FTSE struggles on some-more bad headlines at home FTSE 100 binds on to benefit as tellurian convene falters FTSE 100 loses gains as tellurian convene fades FTSE 100 rallies after pointy falls FTSE 100 closes somewhat down

Offsetting the descending miners were retailers, buoyed by heartening formula in the sector. Next, Kingfisher and Home Retail Group all rose up the winners joining table. Although the latter - owners of Argos and Homebase - saw a drop in sales, it revised up the distinction superintendence for the second time in 3 months.

Supermarket sequence Morrisons, that posted a surge in the dividend, dipped around 1.8pc after the association gradual the spike in increase with a discreet opinion on the year ahead.

Among the second tier, takeover tittle-tattle one after another apace - this time, it was Connaught in the frame.

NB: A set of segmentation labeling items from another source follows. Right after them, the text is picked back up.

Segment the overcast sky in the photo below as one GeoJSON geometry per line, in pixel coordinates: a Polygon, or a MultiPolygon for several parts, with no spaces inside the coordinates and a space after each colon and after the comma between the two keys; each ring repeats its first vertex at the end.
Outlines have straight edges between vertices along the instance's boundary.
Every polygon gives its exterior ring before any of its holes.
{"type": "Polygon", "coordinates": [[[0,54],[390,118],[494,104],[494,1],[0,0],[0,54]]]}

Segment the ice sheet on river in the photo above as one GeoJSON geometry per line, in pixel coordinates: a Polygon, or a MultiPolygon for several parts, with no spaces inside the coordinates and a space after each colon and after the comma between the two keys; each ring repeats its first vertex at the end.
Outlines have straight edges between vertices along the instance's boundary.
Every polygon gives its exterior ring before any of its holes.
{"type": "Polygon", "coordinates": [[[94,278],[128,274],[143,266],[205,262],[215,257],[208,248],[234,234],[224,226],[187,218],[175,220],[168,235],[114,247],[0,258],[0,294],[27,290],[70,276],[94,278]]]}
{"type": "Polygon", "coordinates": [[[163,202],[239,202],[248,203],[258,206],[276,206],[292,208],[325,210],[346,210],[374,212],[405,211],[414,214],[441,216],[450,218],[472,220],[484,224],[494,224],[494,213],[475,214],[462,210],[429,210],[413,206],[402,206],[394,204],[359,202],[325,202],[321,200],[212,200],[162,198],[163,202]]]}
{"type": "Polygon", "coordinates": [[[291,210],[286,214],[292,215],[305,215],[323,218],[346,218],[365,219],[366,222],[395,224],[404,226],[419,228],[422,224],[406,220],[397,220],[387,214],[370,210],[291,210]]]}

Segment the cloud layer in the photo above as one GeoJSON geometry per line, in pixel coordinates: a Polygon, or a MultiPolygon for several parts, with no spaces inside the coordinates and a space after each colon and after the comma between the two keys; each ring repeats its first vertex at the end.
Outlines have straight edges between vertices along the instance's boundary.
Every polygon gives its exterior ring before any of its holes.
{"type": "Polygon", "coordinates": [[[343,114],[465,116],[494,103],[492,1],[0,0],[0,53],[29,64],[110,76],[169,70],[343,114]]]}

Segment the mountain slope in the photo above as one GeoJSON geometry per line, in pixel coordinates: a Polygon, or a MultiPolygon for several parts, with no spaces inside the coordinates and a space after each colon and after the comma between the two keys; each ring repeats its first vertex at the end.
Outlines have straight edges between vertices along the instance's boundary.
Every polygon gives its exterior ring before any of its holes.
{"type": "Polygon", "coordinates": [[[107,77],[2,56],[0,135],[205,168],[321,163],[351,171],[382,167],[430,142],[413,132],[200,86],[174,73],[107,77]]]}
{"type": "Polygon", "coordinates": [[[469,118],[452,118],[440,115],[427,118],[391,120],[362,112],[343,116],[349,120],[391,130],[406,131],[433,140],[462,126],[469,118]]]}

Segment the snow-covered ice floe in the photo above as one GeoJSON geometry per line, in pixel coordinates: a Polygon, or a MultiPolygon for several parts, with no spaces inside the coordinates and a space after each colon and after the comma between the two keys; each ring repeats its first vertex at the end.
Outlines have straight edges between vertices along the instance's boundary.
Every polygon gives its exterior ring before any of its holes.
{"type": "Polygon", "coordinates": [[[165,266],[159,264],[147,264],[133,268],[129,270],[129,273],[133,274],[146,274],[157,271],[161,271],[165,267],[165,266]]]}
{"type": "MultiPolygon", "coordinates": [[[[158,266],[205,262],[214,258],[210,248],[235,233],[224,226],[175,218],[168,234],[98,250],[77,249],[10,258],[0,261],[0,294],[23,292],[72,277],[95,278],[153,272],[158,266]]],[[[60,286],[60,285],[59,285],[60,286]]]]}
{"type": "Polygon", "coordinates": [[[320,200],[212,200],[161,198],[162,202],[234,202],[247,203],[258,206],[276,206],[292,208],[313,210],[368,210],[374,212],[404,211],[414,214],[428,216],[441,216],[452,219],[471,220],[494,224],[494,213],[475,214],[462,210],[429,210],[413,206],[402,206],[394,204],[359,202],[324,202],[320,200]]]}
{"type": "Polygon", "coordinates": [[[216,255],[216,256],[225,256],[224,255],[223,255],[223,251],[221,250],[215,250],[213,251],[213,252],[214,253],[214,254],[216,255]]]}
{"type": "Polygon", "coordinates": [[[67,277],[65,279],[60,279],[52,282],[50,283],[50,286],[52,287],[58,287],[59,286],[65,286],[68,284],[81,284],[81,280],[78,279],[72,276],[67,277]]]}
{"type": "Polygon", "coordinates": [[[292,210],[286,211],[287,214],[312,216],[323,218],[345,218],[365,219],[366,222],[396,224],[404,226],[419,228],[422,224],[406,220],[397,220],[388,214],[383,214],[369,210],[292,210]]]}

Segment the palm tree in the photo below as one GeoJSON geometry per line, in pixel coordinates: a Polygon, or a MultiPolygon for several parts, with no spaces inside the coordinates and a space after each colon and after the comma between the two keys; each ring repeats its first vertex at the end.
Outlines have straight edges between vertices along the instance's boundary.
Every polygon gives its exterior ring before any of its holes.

The association that maintains amicable housing surfaced the mid-cap leaderboard in early trade on the behind of conjecture that it was set to embrace a bid from in isolation equity organisation 3i. Traders were muttering that 3i was seeking to lift €350m on the down payment marketplace to buy the company.

But after this morning, there were reports that Connaught had perceived no such proceed and the shares were usually up around 1.4pc by lunchtime, carrying progressing climbed as high as 4pc.

Trailing the mid-caps at lunchtime was Computacenter, that slipped around 4.5pc, notwithstanding a surge in profits.